Witness Testimony

Witness Statement of Farkhondeh


Name: Farkhondeh*

Place of Birth: Iran

Date of Birth: 1951

Occupation: Home maker


Interviewing Organization: Iran Human Rights Documentation Center (IHRDC)

Date of Interview: February 9, 2011

Interviewer: IHRDC Staff


This statement was prepared pursuant to an interview with Farkhondeh. It was approved by Farkhondeh on February 9, 2011. There are four paragraphs in the statement.

The views and opinions of the witness expressed herein do not necessarily reflect those of the Iran Human Rights Documentation Center.

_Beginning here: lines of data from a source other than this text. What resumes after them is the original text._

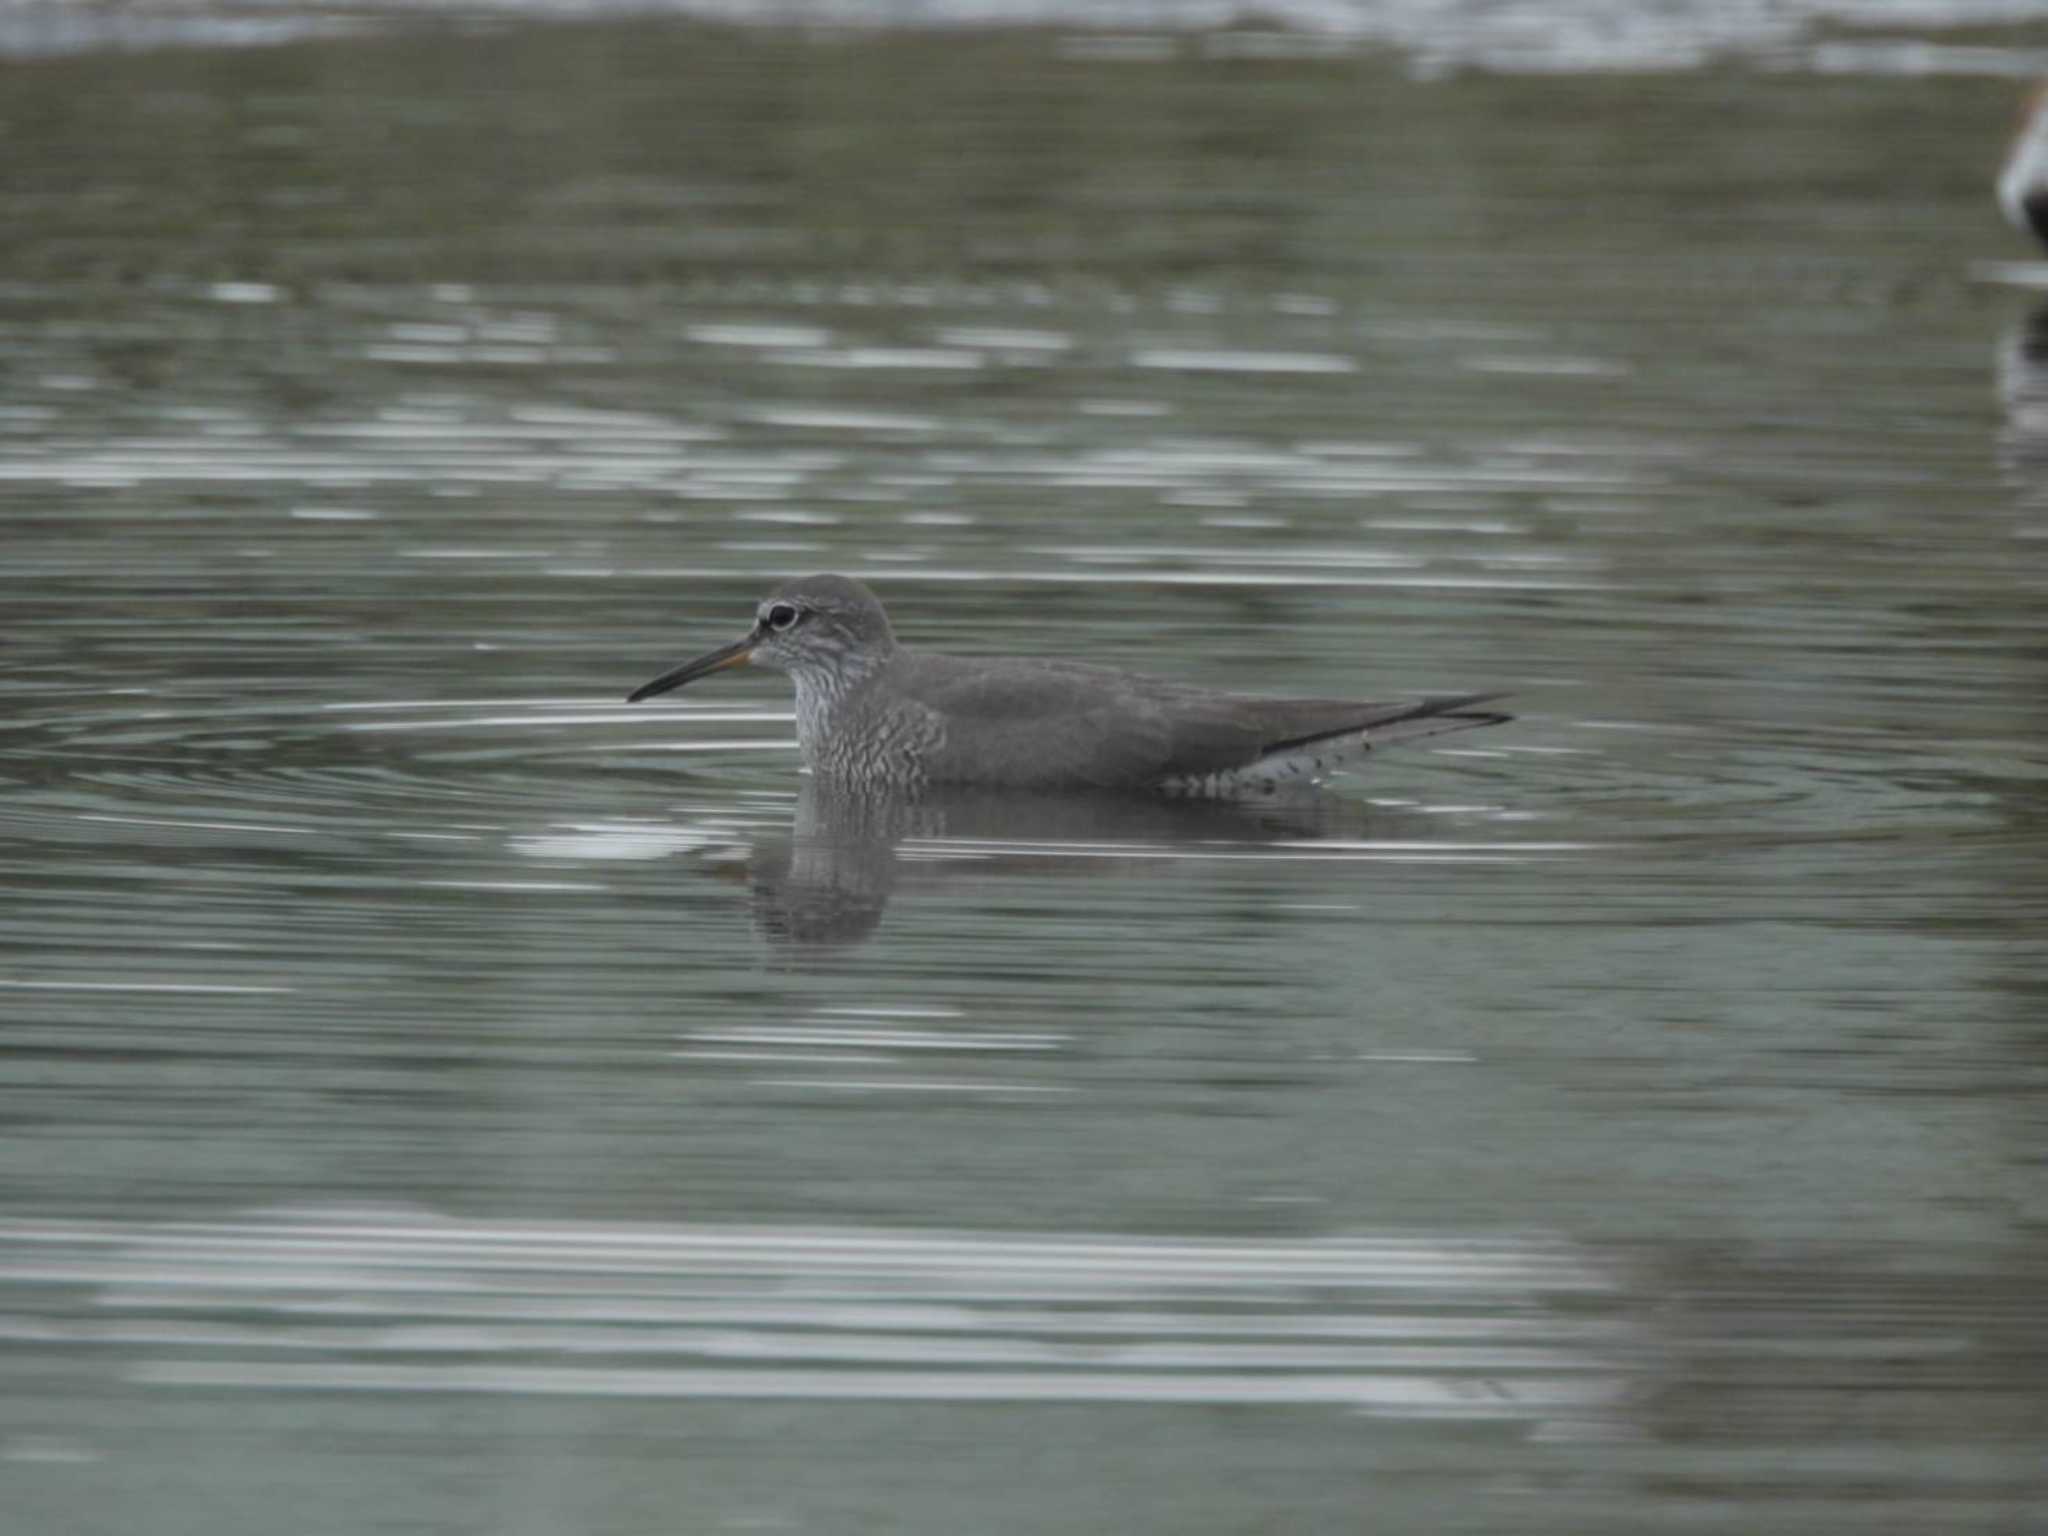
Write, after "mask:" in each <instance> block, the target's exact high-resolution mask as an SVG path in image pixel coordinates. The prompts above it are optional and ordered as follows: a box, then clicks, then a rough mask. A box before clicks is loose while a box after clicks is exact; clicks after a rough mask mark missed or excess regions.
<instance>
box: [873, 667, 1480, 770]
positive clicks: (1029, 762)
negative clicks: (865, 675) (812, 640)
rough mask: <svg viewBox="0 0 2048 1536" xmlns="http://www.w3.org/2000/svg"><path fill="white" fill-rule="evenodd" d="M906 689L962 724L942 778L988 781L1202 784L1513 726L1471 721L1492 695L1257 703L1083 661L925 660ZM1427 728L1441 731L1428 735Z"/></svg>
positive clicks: (943, 755)
mask: <svg viewBox="0 0 2048 1536" xmlns="http://www.w3.org/2000/svg"><path fill="white" fill-rule="evenodd" d="M897 682H899V686H901V690H903V696H907V698H909V700H913V702H915V705H918V707H922V709H928V711H932V713H934V715H936V717H938V719H940V721H942V723H944V725H948V727H950V725H952V723H958V729H946V739H944V745H942V748H940V750H938V752H936V754H934V758H932V770H934V776H938V778H963V780H975V782H987V784H1055V782H1061V784H1100V786H1133V784H1147V782H1155V780H1161V778H1180V776H1196V778H1198V776H1204V774H1219V772H1229V770H1233V768H1245V766H1249V764H1253V762H1257V760H1260V758H1264V756H1268V754H1272V752H1284V750H1288V748H1294V745H1305V743H1313V741H1319V739H1325V737H1337V735H1370V737H1372V739H1382V735H1384V739H1399V737H1401V735H1423V733H1427V729H1464V727H1468V725H1491V723H1495V721H1497V719H1503V717H1499V715H1485V713H1477V711H1473V713H1460V711H1464V709H1466V707H1468V705H1477V702H1483V700H1485V694H1468V696H1456V698H1423V700H1403V702H1362V700H1356V698H1247V696H1241V694H1223V692H1214V690H1210V688H1194V686H1188V684H1178V682H1169V680H1165V678H1151V676H1145V674H1135V672H1114V670H1108V668H1092V666H1081V664H1073V662H1016V659H991V662H973V659H963V657H946V655H922V657H915V659H911V664H909V666H905V668H903V670H901V674H899V678H897ZM1423 721H1430V723H1432V725H1430V727H1427V729H1423Z"/></svg>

* A pseudonym has been used to protect the identity of the witness.


Statement

1.   My son was a teacher and taught in Baneh until a year after the revolution. That was when he was arrested in the streets and taken to prison. He was in prison for ten days. This was during the summer and I was in Sanandaj. My son’s friends informed me that he was arrested and I went to Baneh along with my daughter. We were not granted visitations but told that he will be released soon. Of course, this was a lie because he was executed the next day. All of the people of Baneh came to the prison and staged a protest so that the authorities would hand us his body. Eventually, they handed us his corpse but told us to pay for the bullets he was shot with. We took the body to Baneh’s mosque to be washed in preparation for burial. It was clear that he had been tortured as his arms were broken and his eye was gouged out. We took the body to Sanandaj and buried it in Behesht-e Mohammadi cemetery.

2.   Five years later, I went to the mountains to visit with my daughter. When I returned I brought back her one-year-old child with me. I was arrested at the entrance of the city of Sardasht. Along with my grandchild, I was taken to Orumiyeh and thrown in prison. I was in one tiny cell with my grandchild for three months. They told me that my one-year-old grandchild was an anti-revolutionary. There was no equipment in the cell and the only thing we were given was rice and a pitcher of water daily. While in prison, both my intestines and that of my grandchild got infected.

3.   After three months, I was blindfolded and taken along with my grandchild to a far off place in the wilderness and dumped there. I had no money and was only given a black chador when I was dumped in the wilderness. When I was arrested they confiscated my birth certificate. It was never given back to me. A few good Samaritans saw me in the wilderness and kindly took me to Saqqez and then to Sanandaj.

4.   After this ordeal, I was summoned a few times by the intelligence office to go for interrogation. They also came to our house a few times. They told my husband and I that we surely must be active against the regime otherwise, how come there were so many pairs of shoes at our door while allegedly only two people—my husband and I—lived at our house?